After making SRH assessments participants were offered a list of circumstances and asked what they had considered in rating their health. Men and women included most of the listed factors. We cannot determine whether all these factors were truly weighed prior to subjectively rating health. Put another way, might switching the order of questioning have engendered deeper reflection among all? On the other hand, the list of possible circumstances underlying SRH did appear before participants rated their mental health so for that rating triggering of areas to consider would have been experienced by all. Nevertheless, large gender differences in SRMH emerged and, of particular note, connection with family and friends and behaviors was significantly more important in shaping women’s SRMH.

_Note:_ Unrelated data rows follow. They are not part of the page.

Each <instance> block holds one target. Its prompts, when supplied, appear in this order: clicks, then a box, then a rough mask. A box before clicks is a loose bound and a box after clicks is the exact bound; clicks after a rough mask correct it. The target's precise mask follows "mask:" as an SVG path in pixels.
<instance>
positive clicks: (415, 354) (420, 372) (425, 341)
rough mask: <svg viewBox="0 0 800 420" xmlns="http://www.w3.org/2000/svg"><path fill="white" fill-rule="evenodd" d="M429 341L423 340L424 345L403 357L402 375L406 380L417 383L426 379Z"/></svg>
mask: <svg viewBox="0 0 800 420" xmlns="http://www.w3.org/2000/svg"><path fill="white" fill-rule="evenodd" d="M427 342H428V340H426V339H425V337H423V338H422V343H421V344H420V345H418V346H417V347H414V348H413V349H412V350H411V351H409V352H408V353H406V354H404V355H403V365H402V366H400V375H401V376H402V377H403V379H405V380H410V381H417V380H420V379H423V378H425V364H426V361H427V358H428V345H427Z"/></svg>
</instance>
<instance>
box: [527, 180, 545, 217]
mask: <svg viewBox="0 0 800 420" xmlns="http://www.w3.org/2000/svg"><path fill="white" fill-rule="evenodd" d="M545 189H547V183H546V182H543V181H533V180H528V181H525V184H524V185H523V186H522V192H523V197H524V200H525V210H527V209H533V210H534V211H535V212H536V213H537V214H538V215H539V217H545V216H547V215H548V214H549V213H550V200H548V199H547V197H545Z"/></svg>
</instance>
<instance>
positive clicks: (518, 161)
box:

What this study does reinforce is the need for and value of health indicators with unambiguous and common meanings. Our findings show that what SRH and SRMH measure is rsomewhat, but not completely consistent across sex/gender. Divergence of current results from earlier ones is in keeping with gender being dynamic and fluctuating with changes in social norms and realities over time. In general, the existence of group-level differences in interpretation of survey questions may jeopardize reliability of analyses of that data. Because SRH and, to a lesser extent, SRMH are among the most ubiquitous of health survey data collected it is of particular importance that these indicators measure the same thing for all participants. To uncover group-level variability in how participants interpret measures, surveys might add questions such as: how do you rate your health now; what shaped your rating (e.g. comparisons with others of your age, your expectations re longevity, your past health, etc.). Secondary clarifying questions could be added asking participants about their interpretation of the meanings of measures. For example, asking about SRH could be followed by asking what the respondent considered when making their rating, using a list of items such as those we have found to be of importance like mental health, life threatening illnesses, function, or social connections. Although survey developers may balk at lengthening questionnaires, exchanging brevity for accuracy is required if responses to key questions will otherwise be questionable.

Finally, our perhaps naïve hope was to explain the paradox of women’s poorer SRH alongside greater longevity. Solving that enigma remains for others although we can say that sex/gender differences in SRH and SRMH are real and not artefactual.